Kunz was charting new territory, but he knew he held an ace – the consumer demand for Hostess products that every retailer recognized and wanted to support. The company decided that its partnerships could make the warehouse direct model work if retailers would forecast demand, place orders, pick up product and stock their own shelves.
And sure enough, the retailers stepped up to the plate.
Hostess had to forecast demand further upstream. In the early months, the company had problems doing this. “We had to figure out what portion of the products’ shelf life was in their supply chain versus ours,” Kunz told Arc.
Logistics expertise played a big role in this plan. Hostess outsourced transportation management to Holland, Mich.-based LeanLogistics.
Kunz said if he had more time, he would have preferred to develop an internal transportation team. Instead, he opted for a managed transportation service.

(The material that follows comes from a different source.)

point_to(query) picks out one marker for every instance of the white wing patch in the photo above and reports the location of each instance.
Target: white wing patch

The company also selected a new enterprise management system – SAP – which had to integrate with the transportation management system. A new logistics network emerged, bringing a learning curve to all parties involved.
Kunz said the company did not know everything they needed to know about its delivery lanes or its volumes. In the beginning, the logistics provider had to use the spot market to cover the loads.
Today, two-and-a-half years into the new supply chain, inventory demand is more predictable. The retailers have improved their forecasting and the system is able to support limited time offers, new product launches and other promotions. The system has established lead times to maximize product shelf life.
Hostess has its retailer customers taking charge of their demand and their timelines. The company better understands its own demand and timelines as well. It marks a switch from the old way of doing things, but the retailers are getting their inventories and meeting customer demand.
LeanLogistics has moved to working with a smaller group of carriers. Both Hostess and LeanLogistics can benchmark carrier performance in cost by lane and service level.
Kunz said 3PLs face a tough challenge cultivating a deep bench of talent, but LeanLogistics has managed to keep that base covered.
Many companies’ supply chain situations are unique, so the purpose of this story is not to encourage companies to duplicate Hostess’ business model.
Logistics capabilities are more robust and diverse than ever. The food supply chain industry needs to educate customers on understanding their needs and establishing partnerships that meet them.